Question: how is a (subluminal) wave's wave-vector related to the 4-velocity (phase velocity)?
Wikipedia says that $$k^\mu \propto v^\mu \quad\quad\quad (1)$$ as stated in https://en.wikipedia.org/wiki/Wave_vector. I'm pretty sure this is wrong.
Here $k^\mu = (k_0, {\bf{k}})$ is the wave vector, $v^\mu$ is the four-velocity (phase velocity) of the wave. (Here the speed of light $c=1$.)
Assume, of course, that $v<1$, i.e., a subluminal wave. If $v=1$ then the wave vector is null, and there is no 4-velocity.

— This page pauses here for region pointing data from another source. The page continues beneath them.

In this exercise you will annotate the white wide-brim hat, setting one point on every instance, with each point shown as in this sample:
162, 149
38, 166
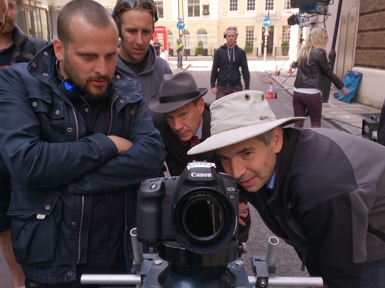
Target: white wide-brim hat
238, 117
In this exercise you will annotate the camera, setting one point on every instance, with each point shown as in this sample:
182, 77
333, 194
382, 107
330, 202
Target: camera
198, 210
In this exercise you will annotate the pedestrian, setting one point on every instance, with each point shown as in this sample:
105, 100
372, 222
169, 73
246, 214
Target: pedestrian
225, 74
15, 47
137, 57
78, 140
3, 14
157, 45
183, 120
179, 50
313, 66
381, 126
320, 190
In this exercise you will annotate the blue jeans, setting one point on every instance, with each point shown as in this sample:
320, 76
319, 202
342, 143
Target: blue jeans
374, 275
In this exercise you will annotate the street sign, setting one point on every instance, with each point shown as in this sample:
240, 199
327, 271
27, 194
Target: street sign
266, 22
180, 25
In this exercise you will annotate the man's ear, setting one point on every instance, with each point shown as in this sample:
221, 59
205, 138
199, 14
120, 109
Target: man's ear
201, 105
277, 140
58, 48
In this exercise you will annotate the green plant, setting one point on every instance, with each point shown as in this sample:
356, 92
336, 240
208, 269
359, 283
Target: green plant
248, 48
285, 48
199, 50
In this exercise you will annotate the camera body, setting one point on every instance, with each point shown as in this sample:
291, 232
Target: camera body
198, 209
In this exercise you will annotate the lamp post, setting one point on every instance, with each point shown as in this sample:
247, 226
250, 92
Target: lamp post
332, 55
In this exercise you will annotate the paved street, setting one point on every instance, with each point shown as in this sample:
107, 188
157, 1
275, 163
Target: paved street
287, 262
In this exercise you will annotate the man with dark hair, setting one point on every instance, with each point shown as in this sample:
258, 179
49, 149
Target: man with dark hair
15, 46
136, 56
225, 75
183, 120
320, 190
179, 50
77, 139
3, 14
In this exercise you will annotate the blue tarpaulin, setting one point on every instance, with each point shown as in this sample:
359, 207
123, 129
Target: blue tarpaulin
351, 81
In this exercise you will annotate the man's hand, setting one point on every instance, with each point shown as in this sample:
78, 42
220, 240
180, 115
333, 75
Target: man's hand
122, 144
243, 212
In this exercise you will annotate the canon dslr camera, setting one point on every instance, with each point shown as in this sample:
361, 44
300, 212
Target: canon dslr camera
198, 209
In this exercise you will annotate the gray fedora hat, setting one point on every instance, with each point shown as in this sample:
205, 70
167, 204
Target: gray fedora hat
176, 91
238, 117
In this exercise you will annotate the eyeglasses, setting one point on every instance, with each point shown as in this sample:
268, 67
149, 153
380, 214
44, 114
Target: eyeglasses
147, 5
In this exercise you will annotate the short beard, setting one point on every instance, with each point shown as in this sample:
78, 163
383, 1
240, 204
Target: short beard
81, 84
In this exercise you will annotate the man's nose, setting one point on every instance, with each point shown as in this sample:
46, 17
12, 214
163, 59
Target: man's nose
237, 169
178, 124
101, 67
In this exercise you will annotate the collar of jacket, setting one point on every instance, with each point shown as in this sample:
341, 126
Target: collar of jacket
18, 36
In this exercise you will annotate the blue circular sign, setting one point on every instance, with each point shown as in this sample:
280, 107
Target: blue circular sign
266, 22
180, 25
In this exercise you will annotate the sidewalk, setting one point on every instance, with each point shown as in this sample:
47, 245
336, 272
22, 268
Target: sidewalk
345, 116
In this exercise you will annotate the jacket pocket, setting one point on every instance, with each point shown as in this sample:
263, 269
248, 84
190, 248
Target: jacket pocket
51, 118
35, 227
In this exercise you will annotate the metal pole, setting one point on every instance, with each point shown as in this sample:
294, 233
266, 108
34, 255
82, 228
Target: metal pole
135, 279
271, 254
332, 55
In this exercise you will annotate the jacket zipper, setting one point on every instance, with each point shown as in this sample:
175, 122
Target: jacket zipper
112, 105
82, 210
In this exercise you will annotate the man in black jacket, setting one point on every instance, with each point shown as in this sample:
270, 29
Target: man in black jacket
311, 187
225, 75
15, 46
183, 121
3, 13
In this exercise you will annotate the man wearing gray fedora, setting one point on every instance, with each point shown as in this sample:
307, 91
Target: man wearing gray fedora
183, 121
322, 191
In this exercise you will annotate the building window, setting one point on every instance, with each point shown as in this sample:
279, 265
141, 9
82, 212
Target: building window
233, 5
250, 6
159, 8
250, 35
202, 36
286, 33
269, 4
286, 5
193, 8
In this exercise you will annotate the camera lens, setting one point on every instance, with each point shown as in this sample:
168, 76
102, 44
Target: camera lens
203, 217
204, 221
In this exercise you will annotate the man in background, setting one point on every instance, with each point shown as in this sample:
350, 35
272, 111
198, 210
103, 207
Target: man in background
183, 120
225, 74
179, 50
3, 13
136, 56
15, 46
78, 140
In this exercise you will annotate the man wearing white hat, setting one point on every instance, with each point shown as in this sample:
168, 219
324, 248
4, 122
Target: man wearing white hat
322, 191
183, 120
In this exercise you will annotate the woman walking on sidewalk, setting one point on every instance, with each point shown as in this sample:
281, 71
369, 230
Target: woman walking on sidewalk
313, 66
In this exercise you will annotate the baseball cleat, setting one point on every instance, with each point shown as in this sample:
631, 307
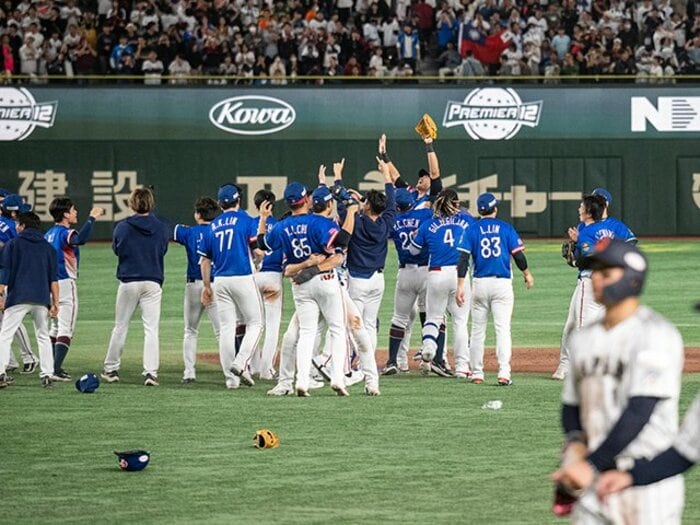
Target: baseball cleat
110, 377
340, 391
390, 370
372, 391
321, 370
560, 373
280, 390
61, 375
29, 367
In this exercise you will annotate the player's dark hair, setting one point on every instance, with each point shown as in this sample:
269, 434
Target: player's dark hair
59, 207
377, 201
142, 200
594, 206
262, 196
446, 203
207, 208
29, 219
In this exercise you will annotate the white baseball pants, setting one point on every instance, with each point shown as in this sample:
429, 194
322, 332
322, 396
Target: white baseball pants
64, 324
271, 289
320, 296
583, 310
146, 295
440, 297
193, 310
494, 295
238, 302
11, 322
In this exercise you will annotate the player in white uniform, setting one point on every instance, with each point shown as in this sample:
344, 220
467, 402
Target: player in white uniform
270, 284
491, 243
205, 211
226, 255
316, 289
594, 226
440, 236
620, 401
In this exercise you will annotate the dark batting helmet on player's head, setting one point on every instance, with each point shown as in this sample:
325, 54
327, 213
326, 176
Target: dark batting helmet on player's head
616, 253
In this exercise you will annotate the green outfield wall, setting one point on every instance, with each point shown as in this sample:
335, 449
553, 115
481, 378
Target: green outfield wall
537, 148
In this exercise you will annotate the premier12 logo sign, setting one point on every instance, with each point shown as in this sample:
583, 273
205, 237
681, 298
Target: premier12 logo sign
492, 114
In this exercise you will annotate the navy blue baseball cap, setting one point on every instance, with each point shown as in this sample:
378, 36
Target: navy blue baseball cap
295, 192
228, 193
405, 199
603, 193
321, 195
87, 383
133, 460
14, 202
486, 202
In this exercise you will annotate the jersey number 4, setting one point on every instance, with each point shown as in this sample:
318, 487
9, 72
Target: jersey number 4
490, 247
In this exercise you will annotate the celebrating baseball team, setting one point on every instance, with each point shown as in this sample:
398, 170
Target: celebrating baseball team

The wave equation is $$\frac{1}{v^2}\frac{\partial f}{\partial (x^0)^2} - ∇^2f=0.\quad\quad\quad(2)$$
A general solution of $(2)$ is $f(x)=f(k_\sigma x^\sigma) = f(k_0 x^0 - \bf{k \cdot x})$. Plugging this into (2) we see that the wave vector must satisfy $$k_0^2-v^2 (k_1^2+k_2^2+k_3^2 )=0,\quad\quad v=k_0/|\bf{k}|.$$
I believe $(1)$ is false except when $v\approx 1$. I think the following analysis is correct (writing $k = |\bf{k}|$):
$$k^σ = (k_0, {\bf{k}}) = k_0 \left( 1,\frac{ k\bf{v} }{ k_0 v}\right) = k_0 \left( 1,\frac{\bf{v}}{v^2} \right) = k_0 \gamma^{-1} \left(γ,\frac{γ \bf{v}}{v^2} \right) = v(-k_σ k^σ)^{1/2} \left(γ, \frac{γ\bf{v}}{v^2} \right).$$
When $v≈1$, we have $$k^σ ≈ (-k_\rho k^\rho )^{1/2} v^σ. $$ If $v=1$, however, then $k_σ k^σ=0$ and $v^σ$ is undefined.
Agreed?